The AIM-traded firm noted that Heng Yu listed on China's National Equities Exchange and Quotations (NEEQ) in May 2016 and, prior to the disposals, the company held an 18.4% indirect beneficial interest in Heng Yu via Origo's 95.3% holding in Niutech.

Following the expiration of lock-up restrictions put in place in connection with the NEEQ listing of Heng Yu, Origo said it had now entered into arrangements to dispose of up to a 5.9% beneficial ownership of Heng Yu - representing approximately 30% of the company's total beneficial interest in Heng Yu - to Chinese institutional and other investors, in two tranches.

“The first tranche of the Disposals has completed and the group has received CNY 23.8m,” the board confirmed in its statement.

“An additional CNY 4.7m is expected to be received shortly, on completion of the second tranche of the disposals which remains subject to customary closing conditions.”

Cash receipts of the disposals, net of applicable taxes, costs and commissions, were expected to amount to approximately 85% of gross proceeds and would be applied towards Origo's working capital requirements, its board confirmed.

Any repatriation of capital from China remained subject to restrictions and standard processes, and the board added that it was unclear at present how long the repatriation process would take.

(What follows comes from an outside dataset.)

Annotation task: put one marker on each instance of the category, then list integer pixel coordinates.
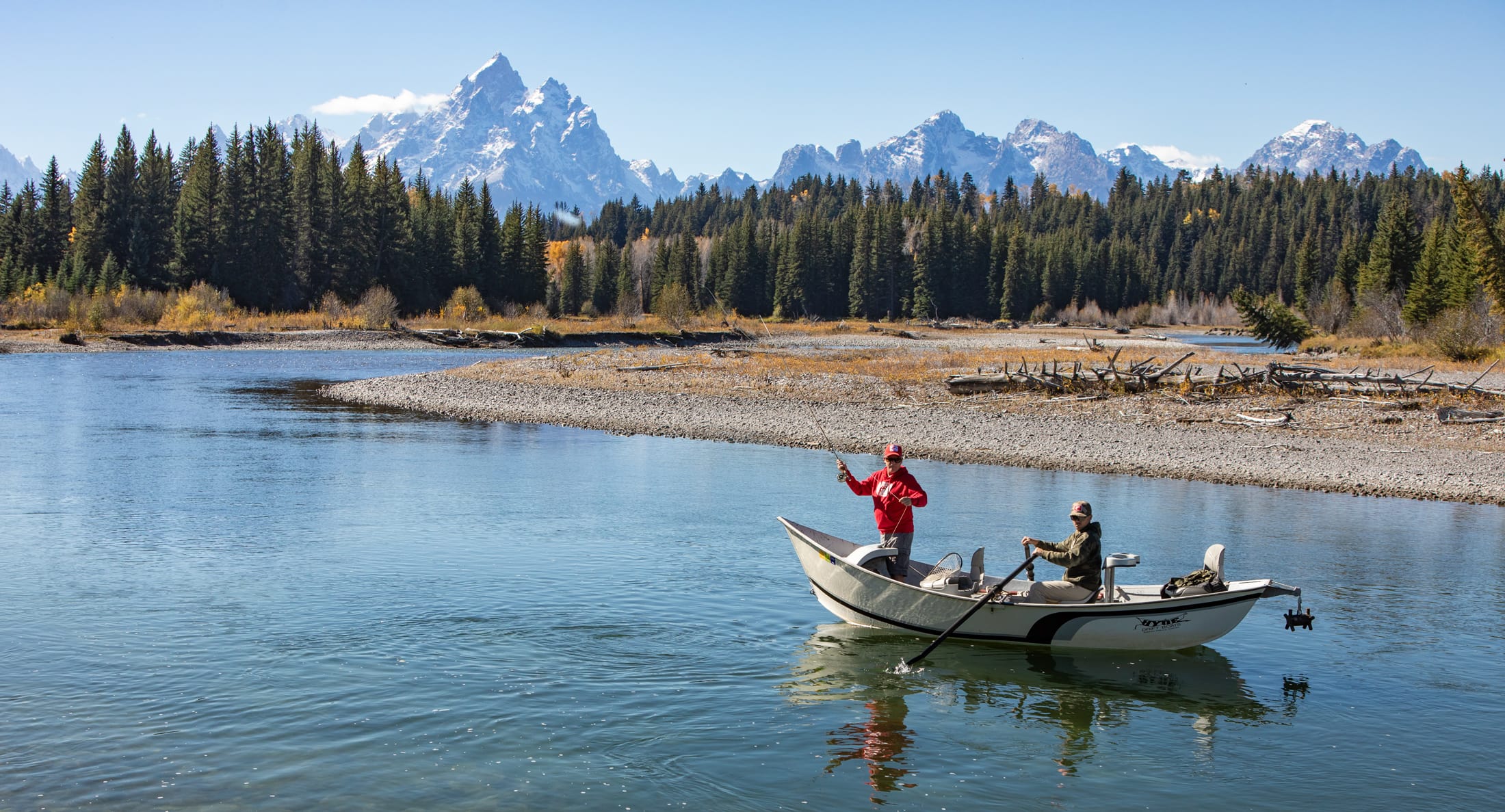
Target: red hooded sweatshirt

“The gross cash proceeds of the disposals imply a valuation of the company's total pre-disposal beneficial interest in Heng Yu of approximately $13m.

“The audited carrying value of Origo's 18.4% beneficial interest in Niutech as at 31 December 2016 was $14.2m, having increased from an unaudited carrying value as at 30 June 2016 of

$11.5m,” the board said, noting that its original investment cost was $6.35m.

Following the disposals, the company would continue to hold a 12.4% indirect beneficial interest in Heng Yu.